A new study suggests the long-term use of talcum powder may increase an individual’s risk for mesothelioma, a rare and often deadly form of cancer linked to asbestos exposure.
Asbestos can be present in raw talc when it’s mined.
According to the study’s lead author Dr. Jacqueline Moline, a professor with Northwell Health’s Feinstein Institutes for Medical Research in Manhasset, New York, there’s no reliable means of removing asbestos from talc. The only way to protect the public is to test raw talc when it comes out of the mine.
To investigate the possible association between talcum powder and mesothelioma, Moline and her team gathered information on 33 mesothelioma victims who couldn’t have been exposed to asbestos any other way. All were long-term talcum powder users, applying the products daily over the course of many years.
A closer examination of six subjects revealed the presence of asbestos in their tissue.
“They all had the same type of asbestos that is seen in talc in their tissues and in their mesothelioma,” Moline told HealthDay News. “The type of asbestos we found is not the type typically seen in commercial applications. It’s the type of asbestos you’d find in talc.”
“The question is where does it come from and how rigorously has it been tested,” Moline continued. “There are some mines that don’t have any asbestos, but it’s unclear whether those are being used by different manufacturers.”
She suggested consumers who use talcum powder consider switching to cornstarch-based body powders or other talc-free alternatives.

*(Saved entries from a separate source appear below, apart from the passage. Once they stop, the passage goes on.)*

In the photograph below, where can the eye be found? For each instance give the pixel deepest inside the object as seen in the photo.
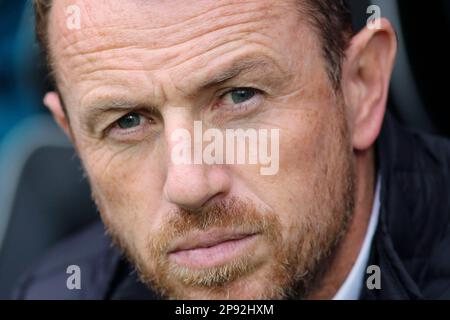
(239, 95)
(129, 121)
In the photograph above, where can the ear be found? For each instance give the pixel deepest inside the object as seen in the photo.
(366, 73)
(53, 102)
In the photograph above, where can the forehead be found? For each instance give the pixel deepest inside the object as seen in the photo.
(155, 34)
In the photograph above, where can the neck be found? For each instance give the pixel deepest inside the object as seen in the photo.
(350, 246)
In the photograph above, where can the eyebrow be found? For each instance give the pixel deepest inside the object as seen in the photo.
(237, 68)
(259, 65)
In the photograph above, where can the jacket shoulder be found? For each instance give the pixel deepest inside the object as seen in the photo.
(93, 255)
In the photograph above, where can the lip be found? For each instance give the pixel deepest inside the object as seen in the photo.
(202, 250)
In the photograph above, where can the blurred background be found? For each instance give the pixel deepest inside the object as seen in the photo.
(43, 194)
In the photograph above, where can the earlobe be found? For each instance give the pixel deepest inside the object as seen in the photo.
(53, 102)
(365, 83)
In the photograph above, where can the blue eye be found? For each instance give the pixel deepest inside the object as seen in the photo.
(240, 95)
(129, 121)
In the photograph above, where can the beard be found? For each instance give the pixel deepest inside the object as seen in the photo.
(298, 252)
(292, 269)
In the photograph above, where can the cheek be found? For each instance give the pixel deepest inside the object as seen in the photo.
(308, 146)
(127, 186)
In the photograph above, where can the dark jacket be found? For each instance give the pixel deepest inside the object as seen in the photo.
(411, 245)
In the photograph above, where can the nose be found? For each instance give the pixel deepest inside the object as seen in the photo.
(191, 185)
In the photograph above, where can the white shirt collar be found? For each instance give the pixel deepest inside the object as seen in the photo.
(351, 288)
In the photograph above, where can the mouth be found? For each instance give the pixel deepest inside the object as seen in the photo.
(210, 249)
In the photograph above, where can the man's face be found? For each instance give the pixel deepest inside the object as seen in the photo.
(137, 71)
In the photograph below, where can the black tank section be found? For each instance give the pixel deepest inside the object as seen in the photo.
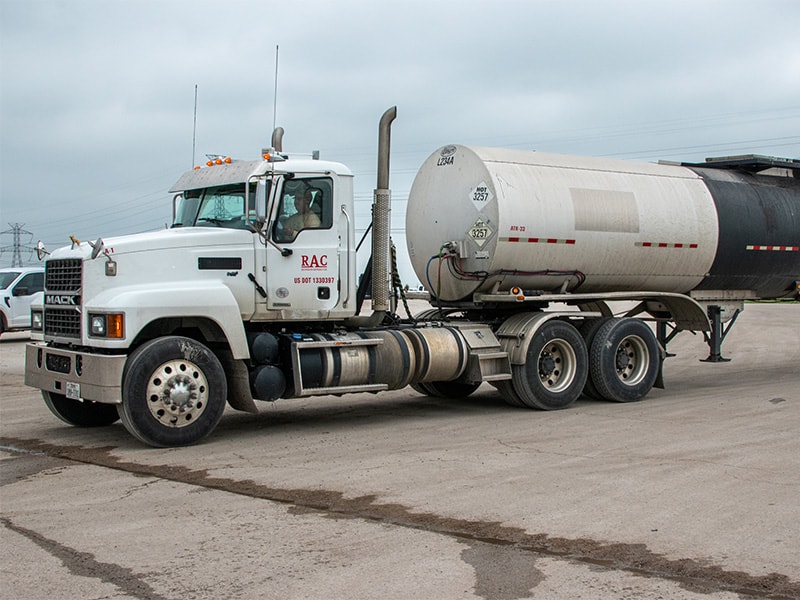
(755, 212)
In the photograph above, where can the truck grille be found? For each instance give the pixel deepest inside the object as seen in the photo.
(63, 275)
(62, 285)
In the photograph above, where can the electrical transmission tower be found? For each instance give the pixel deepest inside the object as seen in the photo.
(16, 246)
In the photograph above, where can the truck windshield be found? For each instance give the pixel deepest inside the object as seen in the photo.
(222, 206)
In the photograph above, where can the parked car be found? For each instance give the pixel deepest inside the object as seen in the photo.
(18, 286)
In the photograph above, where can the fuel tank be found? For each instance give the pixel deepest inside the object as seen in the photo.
(489, 219)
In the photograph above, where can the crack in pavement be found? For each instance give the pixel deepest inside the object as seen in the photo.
(84, 564)
(691, 574)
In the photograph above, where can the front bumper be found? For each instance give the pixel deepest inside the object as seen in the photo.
(76, 375)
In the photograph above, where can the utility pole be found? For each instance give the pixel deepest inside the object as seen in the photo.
(16, 246)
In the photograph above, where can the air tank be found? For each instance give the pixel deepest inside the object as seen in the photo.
(483, 220)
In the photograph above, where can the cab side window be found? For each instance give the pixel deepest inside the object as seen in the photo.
(304, 204)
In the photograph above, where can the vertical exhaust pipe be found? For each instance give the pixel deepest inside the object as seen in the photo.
(381, 218)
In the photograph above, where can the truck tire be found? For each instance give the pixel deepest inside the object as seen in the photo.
(173, 392)
(78, 413)
(624, 360)
(555, 368)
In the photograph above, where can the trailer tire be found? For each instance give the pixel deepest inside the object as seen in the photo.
(80, 413)
(589, 331)
(624, 360)
(555, 368)
(173, 392)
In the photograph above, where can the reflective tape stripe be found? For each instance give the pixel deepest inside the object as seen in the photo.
(537, 240)
(775, 248)
(691, 246)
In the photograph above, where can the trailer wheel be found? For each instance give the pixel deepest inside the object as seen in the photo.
(588, 331)
(555, 368)
(173, 392)
(624, 360)
(80, 413)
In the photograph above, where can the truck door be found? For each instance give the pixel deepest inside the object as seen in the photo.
(307, 279)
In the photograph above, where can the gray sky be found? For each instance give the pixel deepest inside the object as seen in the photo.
(97, 96)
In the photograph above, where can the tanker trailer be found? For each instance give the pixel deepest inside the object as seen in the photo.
(488, 229)
(548, 223)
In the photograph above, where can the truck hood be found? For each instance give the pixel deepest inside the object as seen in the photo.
(162, 239)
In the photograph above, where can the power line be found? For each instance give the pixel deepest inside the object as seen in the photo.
(16, 246)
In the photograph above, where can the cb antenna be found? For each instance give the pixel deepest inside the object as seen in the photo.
(194, 127)
(275, 98)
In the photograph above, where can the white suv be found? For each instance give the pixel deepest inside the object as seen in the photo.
(18, 286)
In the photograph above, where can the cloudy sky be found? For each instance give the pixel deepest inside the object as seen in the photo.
(97, 96)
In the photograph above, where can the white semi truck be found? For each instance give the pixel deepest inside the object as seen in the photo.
(253, 294)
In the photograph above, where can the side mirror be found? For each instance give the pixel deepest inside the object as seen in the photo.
(261, 202)
(40, 251)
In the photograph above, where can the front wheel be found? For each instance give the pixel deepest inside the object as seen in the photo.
(173, 392)
(80, 413)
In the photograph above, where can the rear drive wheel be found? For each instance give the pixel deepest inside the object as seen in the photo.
(80, 413)
(555, 368)
(624, 360)
(173, 392)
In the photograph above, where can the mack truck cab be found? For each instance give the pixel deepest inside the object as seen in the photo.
(185, 303)
(290, 272)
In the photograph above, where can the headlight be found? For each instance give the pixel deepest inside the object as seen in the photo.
(37, 320)
(107, 325)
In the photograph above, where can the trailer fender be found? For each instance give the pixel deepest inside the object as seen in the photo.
(516, 332)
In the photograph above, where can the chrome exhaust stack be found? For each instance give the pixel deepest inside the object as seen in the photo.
(381, 219)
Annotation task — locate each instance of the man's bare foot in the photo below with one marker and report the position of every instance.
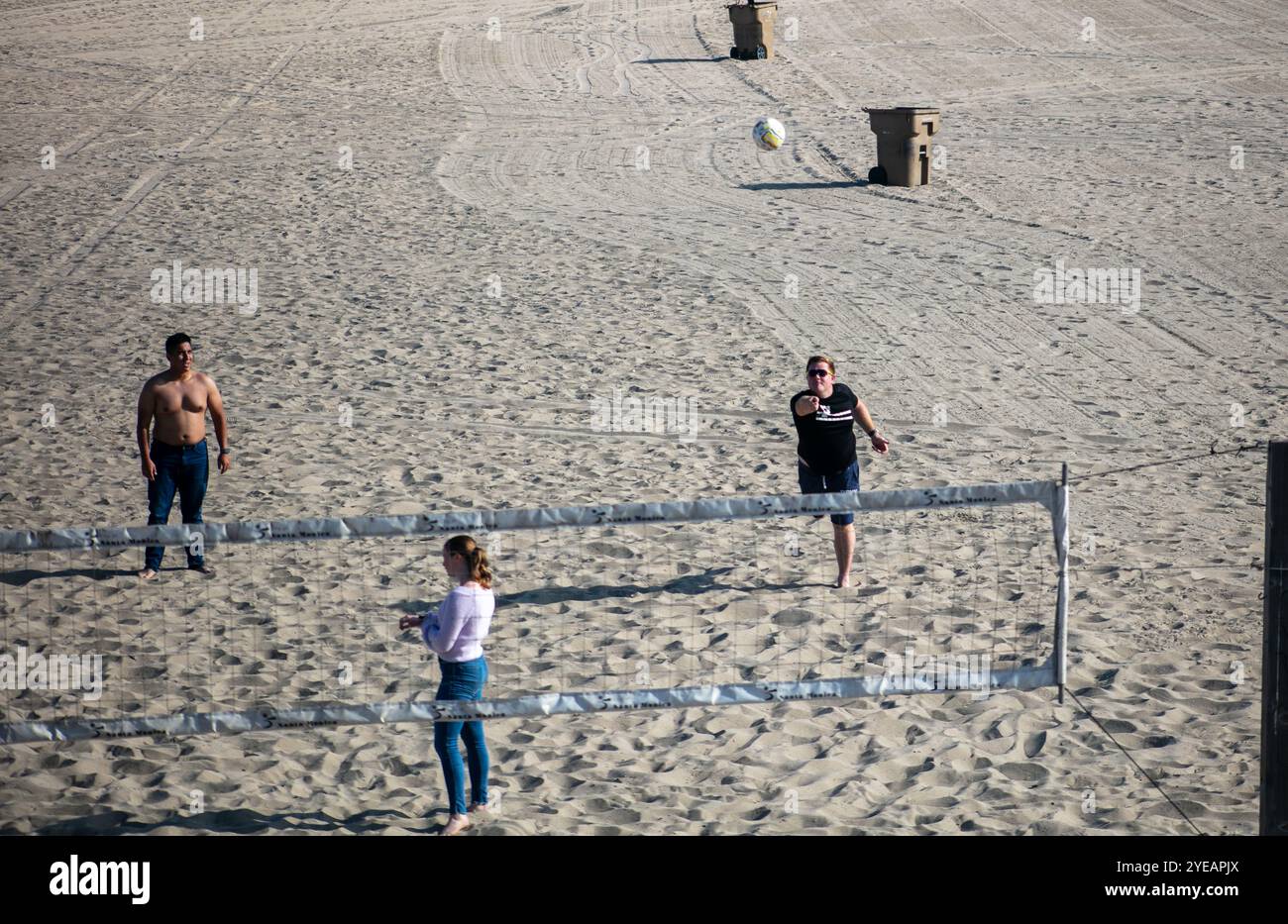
(455, 825)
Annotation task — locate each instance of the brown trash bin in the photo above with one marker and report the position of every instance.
(752, 30)
(903, 145)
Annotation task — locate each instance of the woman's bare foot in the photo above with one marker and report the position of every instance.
(455, 825)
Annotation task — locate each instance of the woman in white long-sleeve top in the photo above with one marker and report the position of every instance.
(455, 632)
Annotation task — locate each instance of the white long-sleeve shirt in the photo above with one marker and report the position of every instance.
(456, 630)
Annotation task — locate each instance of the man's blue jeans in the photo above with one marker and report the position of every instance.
(463, 681)
(183, 468)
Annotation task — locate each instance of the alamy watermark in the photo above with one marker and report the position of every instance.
(653, 415)
(34, 670)
(1095, 286)
(193, 286)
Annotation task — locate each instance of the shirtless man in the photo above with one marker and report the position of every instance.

Just last week, Johnson & Johnson announced it was recalling 33,000 bottles of Baby Powder sold in the United States after tests conducted by the U.S. Food & Drug Administration turned up “subtraces” of asbestos in the samples.
Despite the Baby Powder recall, Johnson & Johnson continues to deny that Baby Powder and other popular brands pose any cancer risk. However, last December, Reuters reported that the company’s raw talc and finished powders had, in fact, periodically tested positive for traces of asbestos since the 1970s. While the findings concerned many at Johnson & Johnson, the public and regulators were never informed.
Johnson & Johnson is currently defending thousands of talcum powder lawsuits involving ovarian cancer and mesothelioma in courts around the United States. Plaintiffs and defendants have each won their share of verdicts since cases began going to trial, while several other juries deadlocked. The company has been successful in appealing jury awards, and continues its efforts to have other talcum powder verdicts overturned.